1998 seçimlerinden sonra Başbakan Gerhard Schröder, partinin sosyal demokrat ve sendikal geleneğine tamamen ters düşen bir politika izlemeye başlar. Bir yandan SPD`nin merkeze kaymasını gerektiğini, artık geleneksel anlamda işçi sınıfının kalmadığını, nitelikli işçilerin bile orta gelir gurubuna sahip olduklarını ve gelecekte oyların merkezde toplanacağını iddia etti. Öteyandansa küresel ekonomik gelişmelerin Almanya`yı yeni bir ekonomi ve sosyal politikaya zorladığını, bunun gereği olarak da sosyal devlet anlayışında değişiklik gerektiğini savundu. Bu nedenle de sosyal hakların giderek sınırlandırılmasnı, sosyal devlet şemsiyesinin gerektirdiği koruma politikalarının aşağıya çekilemesinin zorunlu olduğunu belirtti.

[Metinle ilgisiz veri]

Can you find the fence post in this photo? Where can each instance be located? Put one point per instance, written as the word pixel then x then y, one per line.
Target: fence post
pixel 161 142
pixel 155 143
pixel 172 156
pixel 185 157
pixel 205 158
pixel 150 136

Ayrıca küresel ekonominin zorlaması nedeniyle büyük işverenlerin yatırımlarının Almanya dışındaki emek-yoğun ülkelere gitmemesi için, İşveren Kuruluşlarının istekleri doğrultusnda vergi indirimlerine gidilmesini, işverenlerin ödedikleri pirimlerin de azaltılmasını programına aldı.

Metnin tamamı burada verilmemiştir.